Blick auf die Huawei-Deutschland-Zentrale in Düsseldorf (DPA)

Der regimenahe chinesische Telekommunikationsriese Huawei hat seine ersten Handys mit dem eigenen Betriebssystem HarmonyOS an den Start gebracht. Das angesichts des massiven Gegenwinds aus den USA unter Druck geratene Unternehmen präsentierte am Mittwoch an seinem Sitz in Shenzhen die Modelle, die es ohne Googles Android-System auf dem Smartphonemarkt wieder nach vorne bringen sollen.
„Mit HarmonyOS wollten wir nicht einfach ein weiteres Android oder iOS produzieren“, sagte Chefentwickler Wang Chenglu bei der Online-Präsentation mit Blick auf die Konkurrenzprodukte von Google und Apple. „Unsere besonderen Merkmale sind, was Android und iOS fehlt.“
So würden HarmonyOS-Smartphone-Nutzer beispielsweise in der Lage sein, auf Dateien, Dokumente und andere Inhalte zuzugreifen - von Computern bis hin zu Wearables wie Smartwatches und anderen verknüpften Geräten, sagte Wang. Das System sei auch in der Lage, eine breite Palette von Apps zu akzeptieren, selbst wenn diese nicht speziell für HarmonyOS programmiert worden seien. Handelsstreit zwischen Huawei und den USA
Huawei steht wegen des Handelsstreits mit den USA seit 2019 auf einer schwarzen Liste, die US-Regierung wirft dem chinesischen Unternehmen Wirtschaftsspionage vor. US-Firmen ist es deshalb untersagt, Geschäfte mit Huawei zu machen. Aus diesem Grund liefen die auch in Deutschland beliebten Smartphones bislang nur noch mit einer frei erhältlichen Version des Android-Betriebssystems.
Analysten sehen Huawei nichtsdestotrotz auf dem chinesischen Markt weiterhin gut aufgestellt, da es dort einen riesigen Anteil hat und über zahlreiche Apps verfügt, die größtenteils für chinesische Nutzer konzipiert sind. Die globalen Aussichten des Unternehmens dürften sich ohne Google, Amazon oder YouTube jedoch trüben, sagte die Expertin Elinor Leung von der Investmentgruppe CLSA.
Allerdings sei die Einbeziehung der Verknüpfungsfähigkeit von HarmonyOS ins sogenannte Internet der Dinge (IdD) vorausschauend. „Alle intelligenten Geräte werden in Zukunft miteinander verbunden sein“, sagte Leung.
Huawei ist der weltgrößte Anbieter von Telekommunikationsausrüstung und stieg 2003 in das Geschäft mit Mobiltelefonen ein. Es wurde zu einem der drei weltweit führenden Mobiltelefonhersteller zusammen mit Samsung und Apple - kurzzeitig belegte Huawei im vergangenen Jahr sogar den ersten Platz. Der Erfolg wurde angetrieben von der chinesischen Nachfrage und dem Verkauf in Schwellenländern. Sanktionen führten zu Umstrukturierung von Huawei
Die unter dem damaligen Präsidenten Donald Trump verhängten US-Sanktionen, die das Unternehmen unter anderem von den globalen Lieferketten für Komponenten abschneiden, haben Huaweis Handy-Segment allerdings in Unsicherheit gestürzt.

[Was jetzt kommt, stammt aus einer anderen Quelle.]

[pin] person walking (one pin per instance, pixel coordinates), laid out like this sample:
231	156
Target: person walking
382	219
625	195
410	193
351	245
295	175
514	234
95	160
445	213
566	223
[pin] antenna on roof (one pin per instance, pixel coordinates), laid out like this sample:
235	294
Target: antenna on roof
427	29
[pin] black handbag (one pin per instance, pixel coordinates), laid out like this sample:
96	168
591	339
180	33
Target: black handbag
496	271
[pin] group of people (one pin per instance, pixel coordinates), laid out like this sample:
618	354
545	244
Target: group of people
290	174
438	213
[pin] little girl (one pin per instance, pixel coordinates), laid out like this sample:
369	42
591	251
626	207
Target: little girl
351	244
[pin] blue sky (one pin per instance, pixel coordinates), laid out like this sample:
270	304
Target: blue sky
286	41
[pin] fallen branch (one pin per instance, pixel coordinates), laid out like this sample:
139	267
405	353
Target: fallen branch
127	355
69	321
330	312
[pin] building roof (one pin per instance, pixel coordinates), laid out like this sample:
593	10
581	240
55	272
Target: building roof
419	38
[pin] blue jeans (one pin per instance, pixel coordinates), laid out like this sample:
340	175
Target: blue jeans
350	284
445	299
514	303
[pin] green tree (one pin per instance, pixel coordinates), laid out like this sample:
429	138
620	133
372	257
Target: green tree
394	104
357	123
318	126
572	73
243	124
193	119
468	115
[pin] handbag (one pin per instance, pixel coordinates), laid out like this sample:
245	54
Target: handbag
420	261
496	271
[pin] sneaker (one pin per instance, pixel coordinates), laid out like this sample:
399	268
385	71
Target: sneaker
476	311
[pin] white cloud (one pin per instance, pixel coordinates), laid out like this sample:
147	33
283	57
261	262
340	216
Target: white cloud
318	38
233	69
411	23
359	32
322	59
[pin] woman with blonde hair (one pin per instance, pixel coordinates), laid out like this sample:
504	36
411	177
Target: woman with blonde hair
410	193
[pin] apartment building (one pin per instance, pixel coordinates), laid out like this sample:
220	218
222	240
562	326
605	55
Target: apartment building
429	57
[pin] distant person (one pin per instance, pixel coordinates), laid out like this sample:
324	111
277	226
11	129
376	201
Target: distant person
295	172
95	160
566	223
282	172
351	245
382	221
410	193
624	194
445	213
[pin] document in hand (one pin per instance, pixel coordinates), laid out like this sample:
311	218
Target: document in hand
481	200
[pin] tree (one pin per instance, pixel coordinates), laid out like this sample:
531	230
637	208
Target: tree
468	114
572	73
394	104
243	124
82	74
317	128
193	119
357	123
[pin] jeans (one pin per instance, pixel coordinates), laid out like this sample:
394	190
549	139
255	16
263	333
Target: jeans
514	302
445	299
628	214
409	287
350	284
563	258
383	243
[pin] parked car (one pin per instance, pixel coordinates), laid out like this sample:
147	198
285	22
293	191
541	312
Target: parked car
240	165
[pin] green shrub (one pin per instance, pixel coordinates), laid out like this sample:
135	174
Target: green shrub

So wurde unter anderem der Zugang von Huawei zu den Chips, die für die Herstellung eines Smartphones benötigt werden, beschnitten. In weiterer Folge gingen die Exporte in den vergangenen Quartalen dramatisch zurück. Auch unter Trumps Nachfolger Joe Biden dürfte sich an den Sanktionen vorerst nichts ändern.
Die Schwierigkeiten führten zu einer großen Umstrukturierung des Unternehmens, das 1987 von Ren Zhengfei, einem ehemaligen Ingenieur der Volksbefreiungsarmee, gegründet wurde. So konzentrierte sich Huawei wieder auf den chinesischen Kernmarkt und schuf neue Produktlinien, die als weniger anfällig für den Druck aus den USA gelten.
In einem vergangene Woche bekannt gewordenen internen Memo skizzierte Ren Pläne für einen Vorstoß in die Computersoftware, da „die USA sehr wenig Kontrolle“ über Huawei in diesem Sektor hätten. Das Unternehmen hatte zuvor unter anderem angekündigt, mit chinesischen Autoherstellern zusammenzuarbeiten, um intelligente Fahrzeuge zu entwickeln.